The interpretation model requires a structure describing the relationship between a conclusion and the evidence that led to this conclusion; the Scientific Evidence and Provenance Information Ontology (SEPIO) provides such a structure. In SEPIO, an assertion is the conclusion drawn from reasoning about Evidence Items. This information can be either data, like an allele frequency, or a prior assertion.
This ability for one SEPIO assertion to support another is integral to our use of SEPIO. A VariantInterpretation is a SEPIO assertion, and it is supported by a CriteriaAssessment, which is also a ClinVar assertion. This CriteriaAssessment is, in turn, supported by measured data.

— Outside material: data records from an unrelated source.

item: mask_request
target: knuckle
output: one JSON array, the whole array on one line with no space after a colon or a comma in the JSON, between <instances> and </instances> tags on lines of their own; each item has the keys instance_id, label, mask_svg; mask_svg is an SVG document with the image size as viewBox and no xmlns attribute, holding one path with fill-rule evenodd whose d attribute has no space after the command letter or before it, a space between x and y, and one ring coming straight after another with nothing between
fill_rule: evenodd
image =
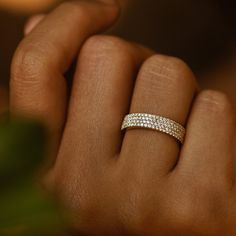
<instances>
[{"instance_id":1,"label":"knuckle","mask_svg":"<svg viewBox=\"0 0 236 236\"><path fill-rule=\"evenodd\" d=\"M234 114L233 104L225 93L205 90L198 95L198 102L208 111Z\"/></svg>"},{"instance_id":2,"label":"knuckle","mask_svg":"<svg viewBox=\"0 0 236 236\"><path fill-rule=\"evenodd\" d=\"M127 42L113 36L95 35L84 44L81 57L87 61L113 60L127 62L132 59L130 46Z\"/></svg>"},{"instance_id":3,"label":"knuckle","mask_svg":"<svg viewBox=\"0 0 236 236\"><path fill-rule=\"evenodd\" d=\"M15 53L11 65L11 85L38 83L36 78L44 71L41 49L34 45L21 45ZM42 76L44 78L44 76Z\"/></svg>"},{"instance_id":4,"label":"knuckle","mask_svg":"<svg viewBox=\"0 0 236 236\"><path fill-rule=\"evenodd\" d=\"M154 86L171 88L195 88L196 81L191 69L179 58L154 55L147 59L141 68L140 78L150 80ZM142 79L141 79L142 80Z\"/></svg>"}]
</instances>

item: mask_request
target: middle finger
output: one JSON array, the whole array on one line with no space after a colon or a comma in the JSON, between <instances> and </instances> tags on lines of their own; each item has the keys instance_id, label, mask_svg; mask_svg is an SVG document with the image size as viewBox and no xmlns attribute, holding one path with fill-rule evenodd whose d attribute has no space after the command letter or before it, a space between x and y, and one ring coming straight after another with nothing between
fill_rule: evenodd
<instances>
[{"instance_id":1,"label":"middle finger","mask_svg":"<svg viewBox=\"0 0 236 236\"><path fill-rule=\"evenodd\" d=\"M194 75L184 62L153 56L138 75L130 113L160 115L184 126L196 88ZM145 165L156 166L154 170L164 174L176 164L179 148L177 140L167 134L132 129L126 132L122 153L132 165L136 163L142 169Z\"/></svg>"}]
</instances>

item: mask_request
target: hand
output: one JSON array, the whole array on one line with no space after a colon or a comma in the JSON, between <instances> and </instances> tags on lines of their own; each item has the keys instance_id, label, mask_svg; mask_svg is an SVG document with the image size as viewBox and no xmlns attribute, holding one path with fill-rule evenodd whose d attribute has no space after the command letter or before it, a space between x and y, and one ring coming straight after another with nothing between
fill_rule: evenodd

In other words, the data is used to create an intermediate assertion: a CriteriaAssessment saying that, for example, BA1 is satisfied for this variant. This CriteriaAssessment (and potentially other such CriteriaAssessments) are then used to create the final VariantInterpretation in a second cycle of the basic SEPIO model.
In the ClinGen interpretation model, as well as in SEPIO, assertions are not directly linked to their underlying evidence. Rather, this link is mediated by an EvidenceLine node. These nodes serve two purposes: First, they are structural nodes used to combine multiple individually-coded evidence statements that should be considered together. Second, properties of EvidenceLines can be used for values that are not specific to the assertion or the supporting data, but to the relationship between them.
In the ClinGen interpretation model, one such property is the strength with which a CriteriaAssessment supports an Interpretation. When an expert applies a criteria, they may find that a particular criteria is satisfied by a given set of data. The particular criteria (such as PS1 or BP2) has a default strength describing how much weight should be given to this finding in creating the overall interpretation. However, the expert analyst may override the default and find that in the case of this interpretation, this assessment may be judged to have increased or decreased strength. This strength, then, is a property of the EvidenceLine, because it is a property of how much the assessment is used in the context of this specific interpretation.
In addition to capturing the structure of interpretation arguments, the model captures granular statements about the provenance of particular entities. Interpretations, Assessments, EvidenceLines, and Statements can each be tagged with a Contribution, defining when the entity was created it and who created it, along with the role in which they were acting.
With this approach, multiple agents, both human and computational, can be noted as contributing to a specific element in a document, and different agents can be assigned as contributing to different precisely defined aspects of creating an interpretation.
The following diagram displays the structure of a variant interpretation message. An interpretation is essentially two cycles of the base SEPIO model. First, an interpretation is supported by Criteria Assessments. Second, each Criteria Assessment is supported by Statements (usually Evidence Items).
At each stage, the conclusions and evidence lines can be tagged with Contributions tracking provenance. Furthermore, each assertion (the interpretation and the assessment) can both indicate the pre-specified rule by which they were created. Information about the strength of support that evidence lends to a conclusion is attached to the evidence line between them.
JSON-LD and SEPIO Mapping
The native encoding of ClinGen interpretations is JSON-LD. In particular, instances of classes in the interpretation model are expressed as JSON objects with types matching the name of the class. Property names in the model appear in the JSON-LD serialization as keys. In JSON-LD, a context file specifies IRIs for types and properties so that they can be unambiguously interpreted.
Many terms needed for variant pathogenicity interpretations were previously defined SEPIO. Variant pathogenicity interpretations also require specialized data elements related to specific types of entities (Alleles, Genes) or evidence (Segregation, Allele Frequencies). In addition, ClinGen interpretations define new subclasses on SEPIO classes, such as distinguishing VariantInterpretations from CriteriaAssessments. Each is a SEPIO interpretation, but with different properties. These terms do not make sense to add to the core SEPIO product, but have been added to ClinGen-specific extensions within the SEPIO project which are jointly maintained by the Monarch and ClinGen projects.
For instance, the lines in the ClinGen interpretation context
indicate that a VariantInterpretation in a ClinGen JSON-LD document is the same entity as the type defined by the id SEPIO:0000190. That SEPIO id is defined in the ClinGen-specific SEPIO extension here as a variant pathogenicity interpretation, which is a subclass of SEPIO:0000001. SEPIO:0000001 can be found in the main SEPIO OWL file, where it is defined as an Assertion in SEPIO.